Arish Ali Khan

Personal information
- Born: 20 December 2000 (age 25) Karachi, Sindh, Pakistan
- Batting: Right-handed
- Bowling: Slow left-arm orthodox
- Role: All rounder

Domestic team information
- 2021: Quetta Gladiators
- 2022: Peshawar Zalmi (squad no. 2)
- Source: Cricinfo, 2 February 2022

= Arish Ali Khan =

Pakistani cricketer (born 2000)

Arish Ali Khan (born 20 December 2000) is a Pakistani cricketer. He was named in Pakistan's squad for the 2020 Under-19 Cricket World Cup. Prior to the 2020 Pakistan Super League, he was named as one of six local rookies to watch. He made his Twenty20 debut on 19 June 2021, for Quetta Gladiators in the 2021 Pakistan Super League, taking four wickets in the match. He made his first-class cricket debut in 2023.
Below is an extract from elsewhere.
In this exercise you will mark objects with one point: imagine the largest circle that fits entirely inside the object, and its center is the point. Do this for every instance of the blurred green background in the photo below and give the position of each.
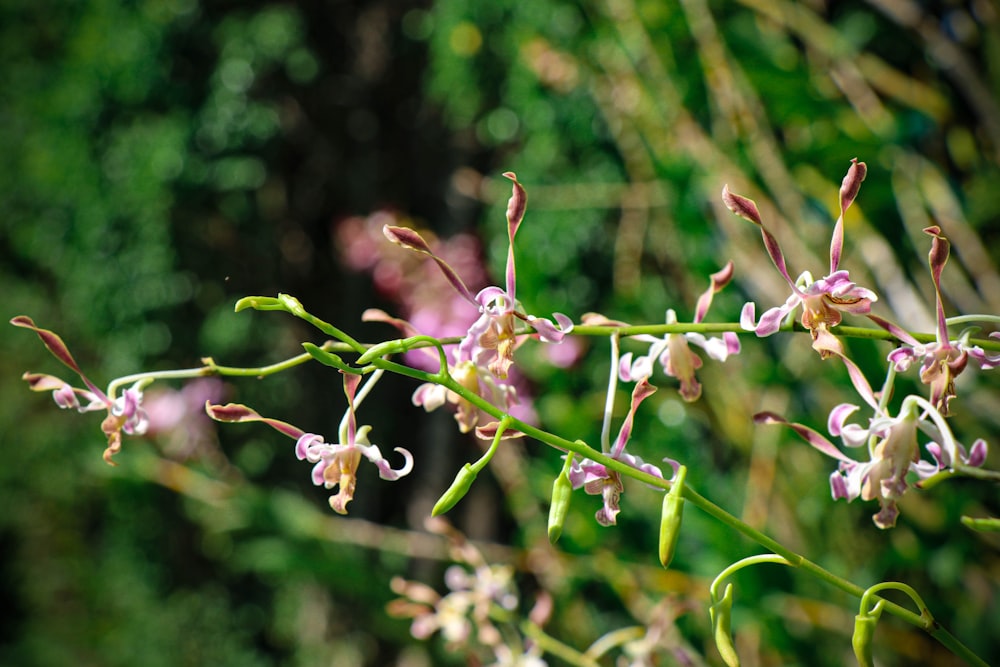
(163, 158)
== Early life and career==
Arish Ali Khan was born on 20 December 2000 in Karachi, Pakistan. At age 10, he joined the National Bank Cricket Academy to pursue cricket. While pursuing cricket, Arish also studied for a degree in computer science.
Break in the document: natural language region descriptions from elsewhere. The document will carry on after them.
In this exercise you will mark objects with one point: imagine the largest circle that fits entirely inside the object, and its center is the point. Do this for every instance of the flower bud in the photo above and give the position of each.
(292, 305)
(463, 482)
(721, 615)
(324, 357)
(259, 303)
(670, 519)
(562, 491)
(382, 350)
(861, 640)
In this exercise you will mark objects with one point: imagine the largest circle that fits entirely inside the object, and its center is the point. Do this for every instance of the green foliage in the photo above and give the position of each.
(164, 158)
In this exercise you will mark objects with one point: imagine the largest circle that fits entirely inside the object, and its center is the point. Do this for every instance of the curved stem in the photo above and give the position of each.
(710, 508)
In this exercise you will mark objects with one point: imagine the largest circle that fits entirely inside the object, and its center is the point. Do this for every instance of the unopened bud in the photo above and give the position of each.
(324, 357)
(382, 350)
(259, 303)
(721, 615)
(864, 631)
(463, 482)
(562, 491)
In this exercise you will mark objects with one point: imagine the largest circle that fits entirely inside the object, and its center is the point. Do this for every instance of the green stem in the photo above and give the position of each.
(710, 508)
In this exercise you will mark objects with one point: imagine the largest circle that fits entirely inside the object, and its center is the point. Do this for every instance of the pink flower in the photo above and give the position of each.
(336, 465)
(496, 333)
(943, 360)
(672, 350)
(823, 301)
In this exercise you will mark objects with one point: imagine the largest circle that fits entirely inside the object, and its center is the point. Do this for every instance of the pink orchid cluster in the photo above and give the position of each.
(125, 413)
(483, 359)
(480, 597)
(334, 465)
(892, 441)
In 2014, Arish gave trials for the Karachi Region Under-16 team and, although initially unsuccessful, he later joined and captained the Pakistan Under-16 team in 2015. Under his captaincy, the team won series against Australia in One-Day and T20 formats. He continued as captain during the 2016 tour of the UAE.
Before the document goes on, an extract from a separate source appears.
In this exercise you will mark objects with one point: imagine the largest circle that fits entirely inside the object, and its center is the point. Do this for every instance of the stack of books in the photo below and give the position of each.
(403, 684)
Arish began playing Grade 2 cricket at age 15, starting with Pakistan Railways in the Patron's Trophy (Grade II) 2015/16, where he took 15 wickets in four matches. He also played for Port Qasim Authority in subsequent seasons, taking a total of 17 wickets.

In Under-19 cricket, Arish took 16 wickets in 10 matches during the Inter Region Under-19 One Day Tournament 2017/18 and 30 wickets in 6 games for Sindh Under-19s in the National Under-19 Three Day Tournament 2019/20.